"A new law emerged from the Texas Legislature in June – signed by the governor – which requires the use of corequisite remediation for college students in developmental education courses.
Corequisite remediation is the alignment of developmental courses with credit-bearing courses, so that underprepared students can be placed simultaneously in both and thus achieve college success at a faster pace.
Amarillo College is on the forefront of this endeavor, having already been a utilizing corequisite remediation model for several years now and have seen great success through this method. Due to the achievements at AC, experts at the college were asked to share expertise with peer institutions state wide.
At the urging of conference organizers, two AC educators served as presenters at The Corequisite Conference in July. The event was co-sponsored by the Texas Higher Education Coordinating Board and the Texas Success Initiative Professional Development Program.
Edie Carter, AC’s dean of academic success, and Nancy Forrest, instructor of reading, served as presenters for prominent breakout sessions at the conference, which was conducted July 6-7 at Austin Community College.

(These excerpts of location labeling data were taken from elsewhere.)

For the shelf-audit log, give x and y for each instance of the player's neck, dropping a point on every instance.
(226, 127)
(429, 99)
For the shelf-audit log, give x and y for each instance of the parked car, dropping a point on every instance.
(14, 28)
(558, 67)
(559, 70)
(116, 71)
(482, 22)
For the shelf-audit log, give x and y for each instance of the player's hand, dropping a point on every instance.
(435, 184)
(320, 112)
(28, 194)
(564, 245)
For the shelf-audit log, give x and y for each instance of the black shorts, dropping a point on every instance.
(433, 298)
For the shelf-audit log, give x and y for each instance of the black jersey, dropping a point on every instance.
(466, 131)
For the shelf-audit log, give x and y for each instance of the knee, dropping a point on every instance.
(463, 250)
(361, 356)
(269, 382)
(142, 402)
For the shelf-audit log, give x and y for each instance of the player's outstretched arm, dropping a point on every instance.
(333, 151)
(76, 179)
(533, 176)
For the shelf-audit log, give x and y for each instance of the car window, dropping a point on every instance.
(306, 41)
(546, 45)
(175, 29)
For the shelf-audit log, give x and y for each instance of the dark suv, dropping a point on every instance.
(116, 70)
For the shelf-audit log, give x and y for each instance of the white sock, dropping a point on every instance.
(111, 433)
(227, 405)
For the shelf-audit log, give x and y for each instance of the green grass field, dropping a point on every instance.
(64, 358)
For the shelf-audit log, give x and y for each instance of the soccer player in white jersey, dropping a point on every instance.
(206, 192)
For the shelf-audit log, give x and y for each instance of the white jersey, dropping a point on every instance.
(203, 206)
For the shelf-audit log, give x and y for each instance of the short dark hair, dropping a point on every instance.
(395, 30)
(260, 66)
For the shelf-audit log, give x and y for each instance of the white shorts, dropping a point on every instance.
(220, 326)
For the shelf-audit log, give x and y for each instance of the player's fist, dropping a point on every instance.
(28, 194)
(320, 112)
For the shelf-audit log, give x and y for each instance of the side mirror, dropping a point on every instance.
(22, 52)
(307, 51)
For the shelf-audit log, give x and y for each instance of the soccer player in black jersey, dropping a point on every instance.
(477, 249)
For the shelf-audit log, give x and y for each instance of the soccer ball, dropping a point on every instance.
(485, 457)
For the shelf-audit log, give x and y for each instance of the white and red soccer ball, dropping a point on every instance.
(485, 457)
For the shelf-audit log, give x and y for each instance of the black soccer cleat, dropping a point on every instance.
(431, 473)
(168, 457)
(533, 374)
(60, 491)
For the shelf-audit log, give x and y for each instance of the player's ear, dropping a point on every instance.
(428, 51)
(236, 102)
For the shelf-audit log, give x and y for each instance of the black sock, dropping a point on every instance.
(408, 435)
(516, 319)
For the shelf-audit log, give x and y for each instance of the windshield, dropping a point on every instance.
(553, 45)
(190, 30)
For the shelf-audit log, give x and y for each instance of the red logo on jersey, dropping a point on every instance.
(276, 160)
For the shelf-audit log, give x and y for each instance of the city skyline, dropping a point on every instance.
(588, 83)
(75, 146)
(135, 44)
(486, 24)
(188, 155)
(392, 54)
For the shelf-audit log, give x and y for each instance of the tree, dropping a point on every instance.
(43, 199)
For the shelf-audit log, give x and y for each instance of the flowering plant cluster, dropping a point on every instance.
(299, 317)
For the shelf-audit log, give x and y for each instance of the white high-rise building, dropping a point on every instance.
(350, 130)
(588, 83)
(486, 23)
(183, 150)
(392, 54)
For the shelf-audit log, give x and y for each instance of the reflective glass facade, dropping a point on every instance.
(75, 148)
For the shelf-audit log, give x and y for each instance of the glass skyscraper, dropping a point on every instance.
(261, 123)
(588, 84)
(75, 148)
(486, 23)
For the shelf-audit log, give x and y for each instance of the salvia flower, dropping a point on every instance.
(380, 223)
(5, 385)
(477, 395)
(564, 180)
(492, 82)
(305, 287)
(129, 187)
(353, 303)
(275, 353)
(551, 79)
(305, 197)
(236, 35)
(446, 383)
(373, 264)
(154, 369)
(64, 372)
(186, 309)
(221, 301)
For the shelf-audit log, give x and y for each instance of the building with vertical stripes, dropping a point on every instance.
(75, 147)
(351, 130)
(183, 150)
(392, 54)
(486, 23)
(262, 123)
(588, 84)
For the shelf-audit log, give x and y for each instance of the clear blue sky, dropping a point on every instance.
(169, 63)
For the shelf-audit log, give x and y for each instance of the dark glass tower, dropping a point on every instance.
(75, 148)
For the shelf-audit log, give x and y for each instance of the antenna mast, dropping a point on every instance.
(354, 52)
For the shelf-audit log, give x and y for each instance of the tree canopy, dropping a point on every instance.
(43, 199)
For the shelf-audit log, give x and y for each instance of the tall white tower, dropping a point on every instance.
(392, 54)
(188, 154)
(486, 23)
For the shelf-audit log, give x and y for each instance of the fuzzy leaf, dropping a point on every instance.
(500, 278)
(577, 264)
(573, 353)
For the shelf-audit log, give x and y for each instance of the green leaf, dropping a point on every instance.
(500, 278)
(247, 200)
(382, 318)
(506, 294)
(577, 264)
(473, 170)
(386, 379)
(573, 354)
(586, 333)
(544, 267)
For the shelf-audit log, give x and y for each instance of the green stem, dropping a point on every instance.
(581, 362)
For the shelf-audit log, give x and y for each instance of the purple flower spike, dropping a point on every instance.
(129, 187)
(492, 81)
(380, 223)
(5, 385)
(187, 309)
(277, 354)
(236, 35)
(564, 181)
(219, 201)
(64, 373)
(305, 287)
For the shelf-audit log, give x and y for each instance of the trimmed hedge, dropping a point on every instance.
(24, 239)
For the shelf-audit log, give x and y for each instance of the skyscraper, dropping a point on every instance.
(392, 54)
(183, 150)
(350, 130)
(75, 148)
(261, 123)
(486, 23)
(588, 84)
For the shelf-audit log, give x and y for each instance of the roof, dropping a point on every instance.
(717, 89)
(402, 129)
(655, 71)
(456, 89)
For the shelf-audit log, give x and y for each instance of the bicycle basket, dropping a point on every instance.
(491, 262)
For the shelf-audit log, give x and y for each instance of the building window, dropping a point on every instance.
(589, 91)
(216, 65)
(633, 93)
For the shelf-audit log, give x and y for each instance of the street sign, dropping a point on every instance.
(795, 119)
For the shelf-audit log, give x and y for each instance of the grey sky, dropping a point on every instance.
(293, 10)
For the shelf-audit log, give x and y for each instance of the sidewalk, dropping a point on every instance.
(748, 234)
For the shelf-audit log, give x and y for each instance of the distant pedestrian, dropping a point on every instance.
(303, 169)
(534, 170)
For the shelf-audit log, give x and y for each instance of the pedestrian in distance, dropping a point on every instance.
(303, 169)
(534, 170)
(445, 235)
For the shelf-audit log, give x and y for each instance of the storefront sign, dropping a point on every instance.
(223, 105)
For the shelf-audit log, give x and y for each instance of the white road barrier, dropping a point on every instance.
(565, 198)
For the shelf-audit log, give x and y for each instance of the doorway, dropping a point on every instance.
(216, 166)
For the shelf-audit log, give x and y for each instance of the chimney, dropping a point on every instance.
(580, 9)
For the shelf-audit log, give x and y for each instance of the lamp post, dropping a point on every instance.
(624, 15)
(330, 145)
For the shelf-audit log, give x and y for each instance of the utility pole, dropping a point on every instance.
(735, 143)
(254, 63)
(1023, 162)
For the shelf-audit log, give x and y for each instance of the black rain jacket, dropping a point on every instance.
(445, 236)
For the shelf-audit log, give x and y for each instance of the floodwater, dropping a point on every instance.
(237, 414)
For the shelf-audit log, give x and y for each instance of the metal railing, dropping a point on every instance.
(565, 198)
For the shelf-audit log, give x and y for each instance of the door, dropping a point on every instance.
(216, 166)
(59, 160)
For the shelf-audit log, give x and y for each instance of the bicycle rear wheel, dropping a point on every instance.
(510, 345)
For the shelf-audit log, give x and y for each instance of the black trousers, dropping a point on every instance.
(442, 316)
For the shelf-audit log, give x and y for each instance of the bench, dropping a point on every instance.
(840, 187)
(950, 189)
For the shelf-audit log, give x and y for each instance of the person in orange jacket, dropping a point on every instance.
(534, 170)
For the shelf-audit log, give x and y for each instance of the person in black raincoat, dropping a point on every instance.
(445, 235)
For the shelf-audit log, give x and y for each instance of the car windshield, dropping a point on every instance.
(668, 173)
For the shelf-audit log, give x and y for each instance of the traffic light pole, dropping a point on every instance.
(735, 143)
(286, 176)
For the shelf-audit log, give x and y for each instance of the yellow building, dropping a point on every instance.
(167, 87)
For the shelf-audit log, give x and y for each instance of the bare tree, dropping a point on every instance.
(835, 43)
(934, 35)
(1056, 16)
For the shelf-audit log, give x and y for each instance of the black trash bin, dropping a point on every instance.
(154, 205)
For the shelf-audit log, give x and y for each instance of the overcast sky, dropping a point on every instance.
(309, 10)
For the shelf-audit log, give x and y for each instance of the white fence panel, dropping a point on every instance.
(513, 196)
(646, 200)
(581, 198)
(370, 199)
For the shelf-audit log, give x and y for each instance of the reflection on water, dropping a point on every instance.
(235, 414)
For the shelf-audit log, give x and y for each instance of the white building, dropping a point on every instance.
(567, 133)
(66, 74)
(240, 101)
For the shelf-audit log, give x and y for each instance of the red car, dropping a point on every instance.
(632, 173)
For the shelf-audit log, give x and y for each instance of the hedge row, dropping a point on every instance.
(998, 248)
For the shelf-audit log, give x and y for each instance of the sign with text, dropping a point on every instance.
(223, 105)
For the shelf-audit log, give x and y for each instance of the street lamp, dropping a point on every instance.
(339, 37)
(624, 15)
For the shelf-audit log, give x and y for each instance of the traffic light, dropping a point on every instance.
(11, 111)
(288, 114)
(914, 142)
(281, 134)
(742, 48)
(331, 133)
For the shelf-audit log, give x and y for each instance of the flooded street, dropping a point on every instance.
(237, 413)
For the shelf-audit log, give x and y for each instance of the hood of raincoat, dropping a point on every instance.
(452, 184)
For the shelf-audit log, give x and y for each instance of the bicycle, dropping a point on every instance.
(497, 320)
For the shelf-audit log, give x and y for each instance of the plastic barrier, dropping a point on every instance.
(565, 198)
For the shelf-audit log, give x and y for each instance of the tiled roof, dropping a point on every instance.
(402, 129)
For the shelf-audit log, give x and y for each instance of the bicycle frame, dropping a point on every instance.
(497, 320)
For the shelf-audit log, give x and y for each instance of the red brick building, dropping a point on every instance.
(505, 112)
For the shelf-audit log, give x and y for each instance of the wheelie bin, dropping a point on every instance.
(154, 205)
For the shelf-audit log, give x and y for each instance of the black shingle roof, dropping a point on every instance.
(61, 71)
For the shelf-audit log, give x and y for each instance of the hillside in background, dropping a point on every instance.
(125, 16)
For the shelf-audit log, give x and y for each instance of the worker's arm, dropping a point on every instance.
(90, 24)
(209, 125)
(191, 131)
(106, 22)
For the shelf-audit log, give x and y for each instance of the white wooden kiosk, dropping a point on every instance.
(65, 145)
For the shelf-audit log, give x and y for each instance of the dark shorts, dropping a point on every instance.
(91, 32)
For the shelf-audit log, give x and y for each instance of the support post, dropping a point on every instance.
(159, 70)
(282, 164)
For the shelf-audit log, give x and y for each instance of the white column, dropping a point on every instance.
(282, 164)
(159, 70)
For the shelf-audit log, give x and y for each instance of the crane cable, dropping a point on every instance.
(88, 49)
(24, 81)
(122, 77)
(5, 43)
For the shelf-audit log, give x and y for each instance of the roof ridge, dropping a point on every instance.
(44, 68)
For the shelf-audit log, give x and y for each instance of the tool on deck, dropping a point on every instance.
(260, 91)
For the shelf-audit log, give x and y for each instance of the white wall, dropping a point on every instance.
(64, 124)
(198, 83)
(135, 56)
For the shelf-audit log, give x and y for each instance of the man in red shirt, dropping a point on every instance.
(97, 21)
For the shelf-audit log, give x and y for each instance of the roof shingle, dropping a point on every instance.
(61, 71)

The AC duo co-presented a session titled “Corequisite Models Accelerate Student Success.” Carter also served as a panelist for a discussion about “Corequsite Models” and participated in a roundtable in which her focus was on “Faculty Buy-In.”
“We have found the corequisite model to be highly effective at Amarillo College,” Carter said. “Students are encouraged to get the developmental education they need, and to get valuable college credit at the same time. We were asked to present our strategies in hopes they could be used to construct a template that other colleges might use to establish corequisite models of their own.
“We explained how our new eight-week course model has proven to be a perfect fit for the corequisite model,” Carter said, “and we presented some of our student-success data as evidence that what we are doing is working.”
AC paired developmental courses in basic grammar and writing with Composition I, a credit-bearing course, and the success rate among developmental students rose from 73 percent in fall 2015 to 77 percent in fall 2016.
Over that same time frame, by pairing developmental reading with credit-bearing General Psychology, the success rate for developmental students rose from 77 to 81 percent.
The new law gives all of the state's public colleges and universities that have developmental education programs until 2018 to have 25 percent of their developmental students enrolled in a corequisite course. The mandate increases to 50 percent by 2019 and by 2020 to 75 percent.
Amarillo College is not only well ahead of the compliance curve, it is sharing its successful methodology with others."